Charles Brighton

5 Ways to Protect Yourself from Taking Out an Auto Loan You Can’t Afford

Prior to applying for a car loan, there are a handful of things you need to review, consider, and understand to avoid making a costly mistake.

According to Experian, 45% of new cars with ½ of used cars purchased in the second quarter of 2018 were financed with auto loans – which is a phenomenal number considering the unreliable ups-and-downs of our current economy.

At the end of 2018, more than 7 million Americans were behind in auto loan payments. If you think that fact is staggering, these late payments were by 90 days or more! That’s officially the highest level ever.

If you’re on the market to purchase a vehicle and are seeking a car loan with bad credit, don’t fall for statements that are brushed off.

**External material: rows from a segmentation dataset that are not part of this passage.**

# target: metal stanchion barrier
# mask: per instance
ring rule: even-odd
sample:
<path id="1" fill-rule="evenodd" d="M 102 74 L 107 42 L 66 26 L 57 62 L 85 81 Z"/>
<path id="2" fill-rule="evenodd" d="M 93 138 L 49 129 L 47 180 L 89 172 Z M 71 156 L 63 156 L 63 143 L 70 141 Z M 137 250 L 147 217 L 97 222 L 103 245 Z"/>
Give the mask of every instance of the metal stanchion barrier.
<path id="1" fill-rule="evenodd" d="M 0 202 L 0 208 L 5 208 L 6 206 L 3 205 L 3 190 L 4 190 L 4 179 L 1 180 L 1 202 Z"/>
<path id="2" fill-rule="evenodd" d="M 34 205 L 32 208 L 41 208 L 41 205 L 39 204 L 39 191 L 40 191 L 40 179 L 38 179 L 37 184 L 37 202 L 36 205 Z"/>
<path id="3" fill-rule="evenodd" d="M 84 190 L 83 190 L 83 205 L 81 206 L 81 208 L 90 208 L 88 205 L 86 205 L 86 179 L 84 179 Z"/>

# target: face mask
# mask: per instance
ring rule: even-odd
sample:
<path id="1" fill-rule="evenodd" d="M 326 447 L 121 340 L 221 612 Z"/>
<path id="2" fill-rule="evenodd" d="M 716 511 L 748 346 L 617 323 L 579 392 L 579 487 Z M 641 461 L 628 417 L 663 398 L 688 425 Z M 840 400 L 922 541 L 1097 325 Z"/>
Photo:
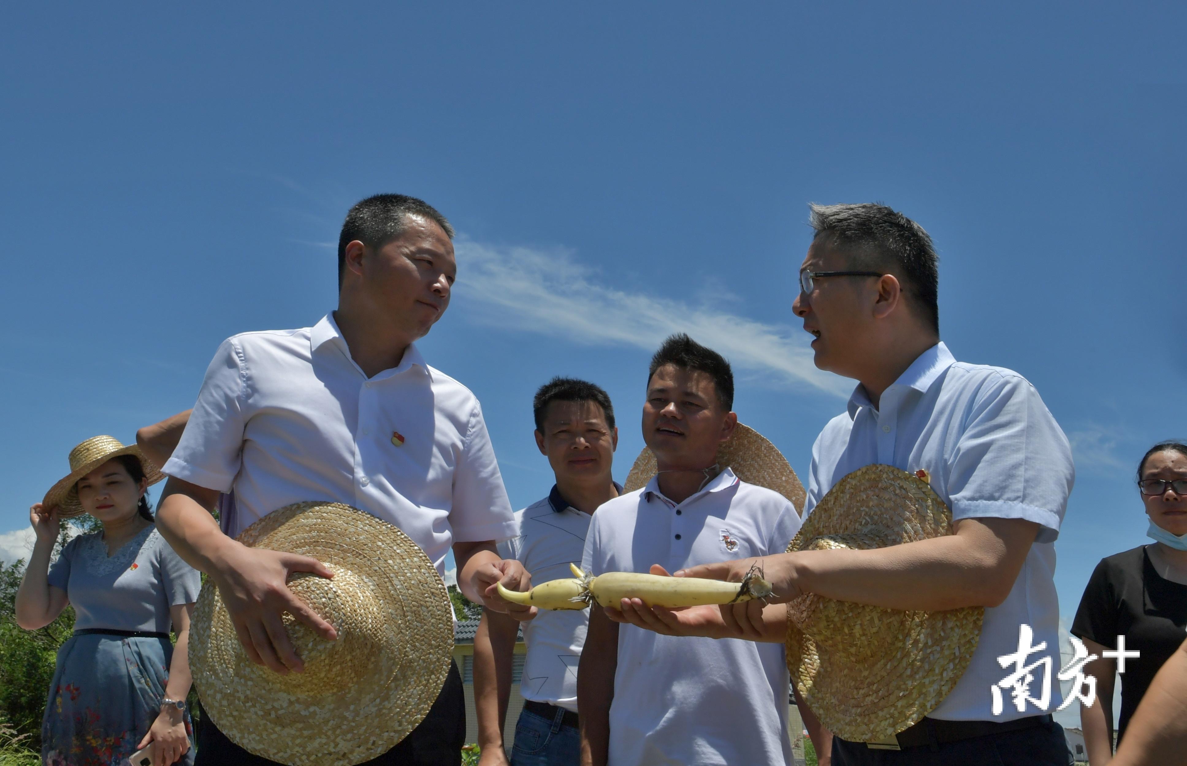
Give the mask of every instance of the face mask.
<path id="1" fill-rule="evenodd" d="M 1187 551 L 1187 534 L 1172 534 L 1154 521 L 1150 521 L 1150 528 L 1145 531 L 1145 536 L 1176 551 Z"/>

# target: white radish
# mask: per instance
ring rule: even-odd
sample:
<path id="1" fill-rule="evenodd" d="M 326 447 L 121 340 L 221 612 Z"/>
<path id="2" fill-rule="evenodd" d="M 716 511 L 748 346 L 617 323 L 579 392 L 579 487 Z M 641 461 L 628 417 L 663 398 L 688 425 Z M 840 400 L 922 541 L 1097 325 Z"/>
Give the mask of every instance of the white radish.
<path id="1" fill-rule="evenodd" d="M 577 575 L 573 580 L 540 583 L 526 593 L 507 590 L 500 584 L 499 595 L 513 603 L 541 609 L 582 609 L 595 601 L 598 606 L 617 607 L 622 599 L 639 599 L 649 607 L 698 607 L 770 595 L 770 583 L 756 571 L 750 571 L 740 583 L 731 583 L 639 572 L 605 572 L 591 577 L 573 564 L 569 566 Z"/>

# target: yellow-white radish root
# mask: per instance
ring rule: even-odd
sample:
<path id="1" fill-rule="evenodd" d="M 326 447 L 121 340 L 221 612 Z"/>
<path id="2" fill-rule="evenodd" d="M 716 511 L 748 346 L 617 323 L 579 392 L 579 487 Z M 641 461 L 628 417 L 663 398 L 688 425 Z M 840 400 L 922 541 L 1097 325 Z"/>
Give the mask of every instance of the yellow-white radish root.
<path id="1" fill-rule="evenodd" d="M 504 600 L 526 607 L 584 609 L 589 606 L 585 602 L 585 583 L 580 580 L 550 580 L 528 591 L 507 590 L 503 583 L 499 583 L 497 590 Z"/>
<path id="2" fill-rule="evenodd" d="M 742 582 L 722 582 L 699 577 L 664 577 L 639 572 L 605 572 L 590 577 L 570 564 L 573 580 L 540 583 L 527 593 L 515 593 L 499 585 L 499 595 L 513 603 L 541 609 L 584 609 L 598 606 L 618 607 L 622 599 L 639 599 L 649 607 L 699 607 L 734 603 L 770 595 L 770 583 L 751 570 Z"/>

Gathering as much information as you can prior will save you money, time, and can enhance your car shopping experience.

You Can Afford the Car Because You Were Approved by a Lender

It’s risky to purchase an expensive, top-of-the-line car. Especially so if you’re on a budget and are struggling to keep up with your monthly financial obligations as it is. Just because you’re approved for a bad credit car loan doesn’t mean you truly can afford it. On paper, it might look good – but down the line, there’s a chance you might encounter the issue of financial struggle.

Taking a realistic, in-depth look into your income and monthly expenses will broaden your financial awareness. This, in turn, will help you gauge how much you really can afford while having money left over for savings and/or emergencies that may arise.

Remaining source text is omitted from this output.